I have coded the simple Haversine formula (matlab) and it works fine (see below). If I provide 2 sets of latitude/longitude I can find the distance between them.
Despite this, I need to invert the procedure and calculate 2 sets of coordinates based on a specified distance. Although the formula is quite short, it seems difficult to back calculate.
For example, if I have the global coordinate (3,50), I want to calculate the corner coordinates of a square bounding box around this point with specified length/width.
lat1 = 3.5; lon1 = 50.1; lat2 = 3.6; lon2 = 50.1 % Input coordinates
delta_lat = degtorad(lat2 - lat1); % difference in latitude
delta_lon = degtorad(lon2 - lon1); % difference in longitude
a = sin(delta_lat/2)^2 + cos(lat1) * cos(lat2) * sin(delta_lon/2)^2;
c = 2 * atan2(sqrt(a), sqrt(1-a));
km = 6371 * c % distance in km
Thanks
The circumference of the earth at equator = 40,076 km.
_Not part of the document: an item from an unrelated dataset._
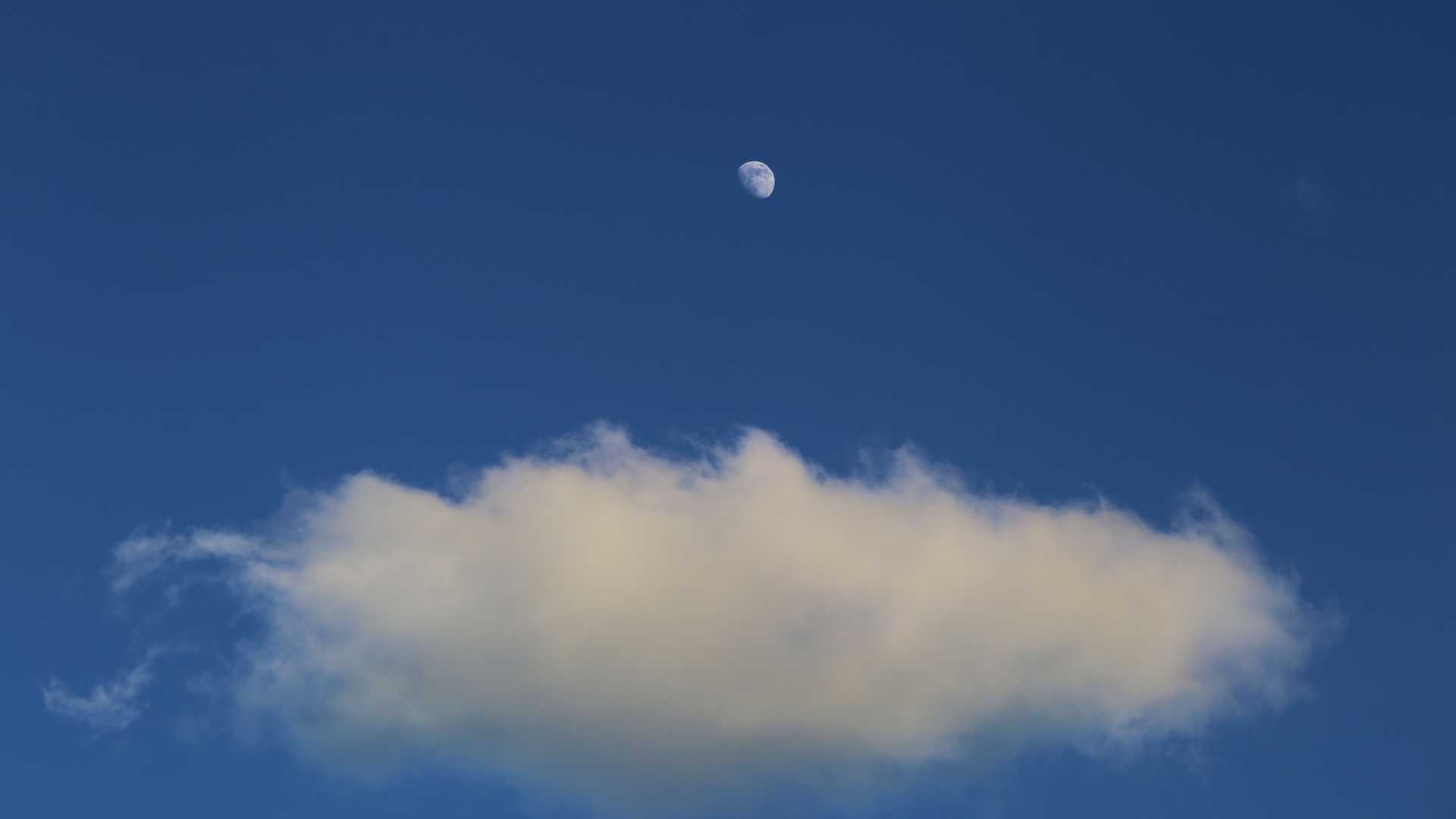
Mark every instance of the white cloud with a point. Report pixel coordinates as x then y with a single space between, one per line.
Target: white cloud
109 707
634 626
The equator is divided into 360 degrees of longitude, so each degree at the equator represents approximately 111.32 km. Moving away from the equator towards a pole this distance decreases to zero at the pole.
To calculate the distance at different latitudes multiply it by the cosine of the latitude. As your latidude of 3.5 is near the equator you will not need any correction as the cos(3.5) gives a value of 111.11 km.
To calculate a "box" each km = 1/111 degrees (0.009009) ie a 2 km "box" surrounding coordinate 3,50 would have coordinates (3.009009,50.0090049) (2.990991,49.990991)
As you move towards the poles you will have to adjust the longitude value by multiplying by the cosine of the average of the latitude values.